Part Six: The New Tribal Revolution

“The important thing to see is that we were not ‘giving up’ something by being tribal. We were getting something by being tribal — something that would have been out of reach otherwise. We weren’t tribal because we were noble and altruistic; we were tribal because we were greedy and selfish.” Compare Brené’s focus on being enough as we are — that must mean not demanding that we be more noble and altruistic, and it becomes intrinsically easy to accept ourselves if we’re in a social structure in which greed and selfishness actually parlay into community and belonging.

“The tribe, in fact, is just a wonderfully efficient social organization that renders making a living easy for all — unlike civilization, which renders it easy for a privileged few and hard for the rest.” Compare Brené’s Guideposts on work and her inclination toward systems thinking — Quinn is pointing us to what would systemically foster the things her Guideposts indicate we should cultivate over the things they indicate we should let go of.

“It’s hard to know how to cope with this familiar bipolarity, which sees people as incapable of being anything but either totally selfish or totally altruistic.

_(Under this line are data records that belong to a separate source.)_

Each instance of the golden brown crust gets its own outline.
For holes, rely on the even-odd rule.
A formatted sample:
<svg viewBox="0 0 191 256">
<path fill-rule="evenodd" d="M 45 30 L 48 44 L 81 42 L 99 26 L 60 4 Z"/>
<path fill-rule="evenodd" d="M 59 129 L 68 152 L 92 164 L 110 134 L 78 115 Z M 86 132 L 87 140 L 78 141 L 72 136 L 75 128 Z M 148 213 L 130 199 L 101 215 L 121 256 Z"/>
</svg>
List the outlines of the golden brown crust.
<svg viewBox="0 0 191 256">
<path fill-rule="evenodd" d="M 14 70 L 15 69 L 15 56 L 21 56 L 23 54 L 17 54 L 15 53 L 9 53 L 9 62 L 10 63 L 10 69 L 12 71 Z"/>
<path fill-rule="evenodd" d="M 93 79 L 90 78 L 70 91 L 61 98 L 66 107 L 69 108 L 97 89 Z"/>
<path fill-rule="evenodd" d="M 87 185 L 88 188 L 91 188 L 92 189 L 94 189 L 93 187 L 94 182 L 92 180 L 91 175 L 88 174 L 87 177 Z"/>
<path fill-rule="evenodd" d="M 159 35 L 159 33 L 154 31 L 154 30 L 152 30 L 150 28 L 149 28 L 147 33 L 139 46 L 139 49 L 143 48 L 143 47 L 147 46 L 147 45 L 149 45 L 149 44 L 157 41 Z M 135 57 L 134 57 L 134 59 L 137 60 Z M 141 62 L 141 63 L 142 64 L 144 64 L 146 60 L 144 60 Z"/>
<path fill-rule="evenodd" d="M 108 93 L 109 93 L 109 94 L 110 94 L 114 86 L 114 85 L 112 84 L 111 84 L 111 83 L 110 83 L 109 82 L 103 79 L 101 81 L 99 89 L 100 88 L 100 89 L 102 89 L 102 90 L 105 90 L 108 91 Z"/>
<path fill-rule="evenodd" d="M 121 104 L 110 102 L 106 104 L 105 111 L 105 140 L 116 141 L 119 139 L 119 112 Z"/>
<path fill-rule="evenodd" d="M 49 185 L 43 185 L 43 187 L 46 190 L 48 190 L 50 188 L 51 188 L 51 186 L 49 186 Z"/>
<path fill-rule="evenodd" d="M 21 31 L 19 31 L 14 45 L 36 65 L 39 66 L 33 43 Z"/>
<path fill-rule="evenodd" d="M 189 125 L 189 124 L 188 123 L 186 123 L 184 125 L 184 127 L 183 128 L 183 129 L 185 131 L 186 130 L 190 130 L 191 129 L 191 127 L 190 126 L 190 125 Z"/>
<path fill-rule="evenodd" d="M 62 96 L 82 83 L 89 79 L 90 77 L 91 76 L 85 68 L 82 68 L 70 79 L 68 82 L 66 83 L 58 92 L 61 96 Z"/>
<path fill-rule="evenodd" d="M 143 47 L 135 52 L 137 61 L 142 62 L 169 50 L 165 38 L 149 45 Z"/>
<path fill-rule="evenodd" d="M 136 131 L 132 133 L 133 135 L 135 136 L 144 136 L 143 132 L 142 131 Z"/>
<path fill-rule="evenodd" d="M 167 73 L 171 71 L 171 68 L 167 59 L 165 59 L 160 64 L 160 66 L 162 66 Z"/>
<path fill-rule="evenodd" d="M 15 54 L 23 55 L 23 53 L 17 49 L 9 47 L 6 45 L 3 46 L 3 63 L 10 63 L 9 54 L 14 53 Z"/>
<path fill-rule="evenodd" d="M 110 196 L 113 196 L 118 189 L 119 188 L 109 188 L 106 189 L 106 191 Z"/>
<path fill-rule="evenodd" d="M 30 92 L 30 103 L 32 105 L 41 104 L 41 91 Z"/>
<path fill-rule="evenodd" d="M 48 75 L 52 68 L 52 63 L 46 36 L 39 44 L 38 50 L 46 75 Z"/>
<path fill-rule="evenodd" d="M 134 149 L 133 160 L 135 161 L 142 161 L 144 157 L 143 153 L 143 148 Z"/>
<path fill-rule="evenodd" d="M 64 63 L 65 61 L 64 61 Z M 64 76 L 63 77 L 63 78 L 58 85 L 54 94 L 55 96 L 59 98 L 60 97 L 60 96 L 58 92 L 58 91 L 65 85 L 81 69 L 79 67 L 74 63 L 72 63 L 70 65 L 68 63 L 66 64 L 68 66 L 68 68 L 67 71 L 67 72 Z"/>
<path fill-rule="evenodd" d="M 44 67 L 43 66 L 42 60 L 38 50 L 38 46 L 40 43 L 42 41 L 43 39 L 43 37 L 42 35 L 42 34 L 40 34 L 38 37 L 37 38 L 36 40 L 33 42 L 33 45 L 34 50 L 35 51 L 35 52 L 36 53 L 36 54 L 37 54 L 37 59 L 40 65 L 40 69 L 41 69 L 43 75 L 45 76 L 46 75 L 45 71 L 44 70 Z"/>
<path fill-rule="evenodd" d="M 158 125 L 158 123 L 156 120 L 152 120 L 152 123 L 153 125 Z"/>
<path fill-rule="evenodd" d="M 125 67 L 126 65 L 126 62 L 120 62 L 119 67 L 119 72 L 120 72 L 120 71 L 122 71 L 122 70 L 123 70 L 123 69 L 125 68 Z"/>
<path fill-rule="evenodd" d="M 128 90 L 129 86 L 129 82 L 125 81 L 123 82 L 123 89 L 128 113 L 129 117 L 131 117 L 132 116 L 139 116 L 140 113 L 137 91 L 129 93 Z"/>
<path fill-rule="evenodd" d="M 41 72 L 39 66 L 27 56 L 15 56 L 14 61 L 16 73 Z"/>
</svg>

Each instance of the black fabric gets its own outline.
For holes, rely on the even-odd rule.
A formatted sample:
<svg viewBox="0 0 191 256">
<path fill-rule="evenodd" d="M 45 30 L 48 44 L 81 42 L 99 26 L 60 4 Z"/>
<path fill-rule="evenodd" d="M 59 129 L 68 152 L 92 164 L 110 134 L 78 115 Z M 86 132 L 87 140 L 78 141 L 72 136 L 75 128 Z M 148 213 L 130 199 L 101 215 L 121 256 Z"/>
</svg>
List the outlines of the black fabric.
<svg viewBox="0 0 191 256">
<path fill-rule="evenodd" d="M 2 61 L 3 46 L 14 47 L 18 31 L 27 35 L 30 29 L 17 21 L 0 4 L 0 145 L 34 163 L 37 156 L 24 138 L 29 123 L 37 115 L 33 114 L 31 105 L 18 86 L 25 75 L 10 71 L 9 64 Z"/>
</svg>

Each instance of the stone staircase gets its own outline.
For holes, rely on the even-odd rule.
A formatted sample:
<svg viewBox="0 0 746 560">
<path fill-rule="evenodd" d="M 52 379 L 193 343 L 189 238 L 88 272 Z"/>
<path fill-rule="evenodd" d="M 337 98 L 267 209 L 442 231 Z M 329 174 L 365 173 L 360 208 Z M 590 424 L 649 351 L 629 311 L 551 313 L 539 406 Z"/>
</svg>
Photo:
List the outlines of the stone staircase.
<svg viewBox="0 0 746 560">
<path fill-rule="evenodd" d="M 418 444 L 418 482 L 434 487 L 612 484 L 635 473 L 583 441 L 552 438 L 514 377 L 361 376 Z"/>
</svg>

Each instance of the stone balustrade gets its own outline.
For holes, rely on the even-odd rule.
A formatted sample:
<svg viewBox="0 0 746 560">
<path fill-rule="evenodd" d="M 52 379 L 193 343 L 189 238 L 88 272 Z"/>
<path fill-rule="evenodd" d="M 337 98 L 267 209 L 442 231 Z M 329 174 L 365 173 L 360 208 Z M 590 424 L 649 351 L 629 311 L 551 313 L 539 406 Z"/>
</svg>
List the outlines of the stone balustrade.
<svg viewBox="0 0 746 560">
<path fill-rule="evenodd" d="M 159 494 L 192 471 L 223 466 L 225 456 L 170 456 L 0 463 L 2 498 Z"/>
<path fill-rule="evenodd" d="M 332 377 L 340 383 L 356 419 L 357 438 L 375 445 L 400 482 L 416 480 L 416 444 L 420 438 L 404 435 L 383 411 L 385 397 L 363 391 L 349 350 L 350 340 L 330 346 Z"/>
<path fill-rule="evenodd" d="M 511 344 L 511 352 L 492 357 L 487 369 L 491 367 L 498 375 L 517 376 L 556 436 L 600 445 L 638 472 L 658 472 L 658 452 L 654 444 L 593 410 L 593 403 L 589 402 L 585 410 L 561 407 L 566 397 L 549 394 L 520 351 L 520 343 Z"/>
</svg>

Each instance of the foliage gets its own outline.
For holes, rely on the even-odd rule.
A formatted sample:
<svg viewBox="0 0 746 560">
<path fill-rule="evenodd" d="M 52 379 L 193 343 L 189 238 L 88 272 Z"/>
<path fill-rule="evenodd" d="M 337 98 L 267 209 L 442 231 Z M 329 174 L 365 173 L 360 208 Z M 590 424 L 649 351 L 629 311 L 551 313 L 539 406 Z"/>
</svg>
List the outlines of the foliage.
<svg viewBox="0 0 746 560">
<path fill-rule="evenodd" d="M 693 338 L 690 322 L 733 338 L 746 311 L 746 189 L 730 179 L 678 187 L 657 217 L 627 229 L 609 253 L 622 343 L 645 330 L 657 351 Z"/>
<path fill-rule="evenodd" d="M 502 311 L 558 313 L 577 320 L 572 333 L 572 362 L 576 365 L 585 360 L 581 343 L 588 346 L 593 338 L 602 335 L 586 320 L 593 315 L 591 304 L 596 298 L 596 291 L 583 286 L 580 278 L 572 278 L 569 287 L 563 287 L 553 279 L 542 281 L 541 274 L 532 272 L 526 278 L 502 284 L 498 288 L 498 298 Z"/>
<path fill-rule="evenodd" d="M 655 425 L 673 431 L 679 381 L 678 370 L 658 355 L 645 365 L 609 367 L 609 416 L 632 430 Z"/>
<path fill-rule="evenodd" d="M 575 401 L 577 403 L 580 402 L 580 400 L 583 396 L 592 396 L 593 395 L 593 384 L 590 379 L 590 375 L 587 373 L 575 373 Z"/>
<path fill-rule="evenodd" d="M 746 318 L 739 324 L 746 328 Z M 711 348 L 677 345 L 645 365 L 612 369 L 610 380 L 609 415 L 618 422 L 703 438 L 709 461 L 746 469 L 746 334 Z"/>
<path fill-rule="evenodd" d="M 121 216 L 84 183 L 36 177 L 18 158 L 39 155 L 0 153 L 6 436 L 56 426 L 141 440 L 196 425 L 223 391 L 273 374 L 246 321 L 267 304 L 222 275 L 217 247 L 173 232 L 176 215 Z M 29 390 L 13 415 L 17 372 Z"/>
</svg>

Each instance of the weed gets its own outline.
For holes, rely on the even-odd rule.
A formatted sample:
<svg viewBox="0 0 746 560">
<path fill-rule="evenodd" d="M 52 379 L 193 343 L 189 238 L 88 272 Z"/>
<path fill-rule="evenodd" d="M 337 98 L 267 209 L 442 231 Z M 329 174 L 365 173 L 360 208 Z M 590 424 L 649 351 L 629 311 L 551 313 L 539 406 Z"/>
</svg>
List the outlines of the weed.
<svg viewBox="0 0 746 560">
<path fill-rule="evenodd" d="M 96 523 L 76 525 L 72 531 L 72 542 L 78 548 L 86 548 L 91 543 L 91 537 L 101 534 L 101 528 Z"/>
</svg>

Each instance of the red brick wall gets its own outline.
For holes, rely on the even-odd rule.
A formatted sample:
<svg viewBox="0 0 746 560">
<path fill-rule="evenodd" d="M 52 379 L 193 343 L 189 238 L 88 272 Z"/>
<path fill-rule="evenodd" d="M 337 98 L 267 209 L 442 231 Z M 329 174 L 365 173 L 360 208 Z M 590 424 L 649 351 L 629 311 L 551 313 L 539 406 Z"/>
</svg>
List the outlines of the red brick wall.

Like an on/off switch, they can only flop from one pole to the other. Tribal life functions in between these poles, and a tribe of totally altruistic individuals will fail as surely as a tribe of totally selfish individuals.” Compare Brené’s own focus on getting past either/or thinking to both/and.

“In hierarchical organizations, the boss is a supreme being. In tribal organizations, the boss is just another worker.” Compare Brené on power over vs. power with and on what makes for genuine leadership.

“Tribal people get more out of life.” Compare Brené on Wholehearted people and consider that tribalism may actually foster Wholeheartedness while, in civilization, Wholeheartedness remains rare and an uphill battle.

Part Seven: Beyond Civilization

“I failed to realize for a good long time that the other story was much simpler (much more ‘primitive’) than ours — and that I’d already articulated it. To my mind it’s the most beautiful story ever told.
There is no one right way for people to live.” Compare Brené’s criticisms of rigidity, conformity, etc.

“People will listen when they’re ready to listen and not before. Probably, once upon a time, you weren’t ready to listen. Let people come to it in their own time. Nagging or bullying will only alienate them.” The latter parallels Brené’s acknowledgment that shame is not an effective way to change people.